Be proud of the country on July 4

North Valley Justic Court

If your only frame of reference for how you view our country was the last two months of cable news coverage, you would likely conclude that the United States of America is a horrible place to live.  If you turn off your television, ignore the negative on social media, look out your window and actually talk to people, you would likely reach an opposite conclusion.

Everyone has to acknowledge that our nation has a history that includes sanctioned racism, but no local, state or federal agency (or private business) seeks to oppress any minority group. All have diversity programs with stated goals of doing the opposite. Yet, somehow there are still racists. There are even white supremacists. Neither prevent our country from remaining a land that is full of opportunity.    

Facts are frequently stubborn things. Nevertheless, some people have an incentive to hype tragic events into a narrative. When investigations conclude otherwise, what actually happened becomes irrelevant. For example, all of the investigations concluded that there was not a factual basis to file either criminal charges or even civil rights charges for events in Ferguson, Missouri. But those conclusions based on forensic evidence do not seem to matter. Perception has become reality.

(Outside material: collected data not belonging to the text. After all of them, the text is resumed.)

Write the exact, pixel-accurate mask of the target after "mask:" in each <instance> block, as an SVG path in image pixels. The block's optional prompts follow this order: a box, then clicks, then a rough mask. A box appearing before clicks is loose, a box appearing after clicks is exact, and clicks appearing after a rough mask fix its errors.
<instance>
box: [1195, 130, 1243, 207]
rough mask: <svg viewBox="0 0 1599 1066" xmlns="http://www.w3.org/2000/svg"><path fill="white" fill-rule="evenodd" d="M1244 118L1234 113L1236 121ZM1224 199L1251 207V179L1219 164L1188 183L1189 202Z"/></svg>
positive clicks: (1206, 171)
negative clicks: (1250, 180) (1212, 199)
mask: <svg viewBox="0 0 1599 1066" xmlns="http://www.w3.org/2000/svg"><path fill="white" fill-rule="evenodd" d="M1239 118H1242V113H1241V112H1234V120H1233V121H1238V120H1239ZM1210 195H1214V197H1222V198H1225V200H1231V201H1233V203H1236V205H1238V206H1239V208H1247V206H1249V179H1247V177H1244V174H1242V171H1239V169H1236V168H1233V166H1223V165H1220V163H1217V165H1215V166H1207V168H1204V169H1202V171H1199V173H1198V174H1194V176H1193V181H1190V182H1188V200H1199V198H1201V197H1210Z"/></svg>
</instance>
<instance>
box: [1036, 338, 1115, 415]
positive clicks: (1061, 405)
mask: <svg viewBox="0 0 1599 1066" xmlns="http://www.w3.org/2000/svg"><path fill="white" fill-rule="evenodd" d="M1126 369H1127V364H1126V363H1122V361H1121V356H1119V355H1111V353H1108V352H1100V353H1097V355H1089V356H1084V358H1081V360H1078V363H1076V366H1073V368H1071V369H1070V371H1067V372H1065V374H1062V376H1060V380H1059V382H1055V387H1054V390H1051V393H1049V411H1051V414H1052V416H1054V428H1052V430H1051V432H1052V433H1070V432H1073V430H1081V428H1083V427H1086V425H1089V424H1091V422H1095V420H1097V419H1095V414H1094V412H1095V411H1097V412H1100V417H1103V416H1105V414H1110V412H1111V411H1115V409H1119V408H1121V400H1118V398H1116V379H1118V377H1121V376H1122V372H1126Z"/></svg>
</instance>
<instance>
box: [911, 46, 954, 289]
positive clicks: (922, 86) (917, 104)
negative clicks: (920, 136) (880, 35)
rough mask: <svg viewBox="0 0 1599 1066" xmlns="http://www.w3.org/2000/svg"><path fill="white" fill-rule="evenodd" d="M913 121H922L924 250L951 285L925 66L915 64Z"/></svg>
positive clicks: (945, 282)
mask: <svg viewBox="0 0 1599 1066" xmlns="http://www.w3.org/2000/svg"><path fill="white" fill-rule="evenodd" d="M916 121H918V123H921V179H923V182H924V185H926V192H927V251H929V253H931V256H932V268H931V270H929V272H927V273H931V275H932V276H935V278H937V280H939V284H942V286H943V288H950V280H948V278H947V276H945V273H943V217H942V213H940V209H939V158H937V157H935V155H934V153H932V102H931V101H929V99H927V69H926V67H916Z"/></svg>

Leaders of state and local governments, the faith community, and anyone who wants to participate need to come together and, instead of trying to fit cases into a “this is yet another (fill in the blank),” focus instead on why specific cases happened at all. We must be willing to have uncomfortable discussions.    

So why are members of minority groups disproportionately subject to the use of lethal and nonlethal force by law enforcement agents? I don’t know. I know that the answer is likely more complicated than the constant claims of omnipotent racism. I know that the fear and frustration of minority communities cannot be ignored. Such positions have value. And I know that we need to have honest and objective data-driven conversations that seek solutions rather than confirmation of a predetermined conclusion.

So how do we move forward?  By valuing individual responsibility and by returning to the path provided in our founding documents. Our constitutional protections are protections of structure, notably the restraints imposed by federalism and by separation of powers. Additional personal freedoms that the government cannot take away are listed in the provisions of the Bill of Rights and in the Civil War amendments.

These concepts are what makes the United States of America exceptional. We are not exceptional, because we have better food, people or weather than other countries. Because citizens cannot be identified by race or by national origin, Americans have always had to rely on ideas and ideals to hold ourselves together and to think of ourselves as a single people. In short, we are exceptional because our country was founded on a set of exceptional ideas. That’s something worth celebrating. Happy Fourth of July!   

   Judge Gerald A. Williams is the Justice of the Peace for the North Valley Justice Court.  The court’s jurisdiction includes Anthem and Desert Hills.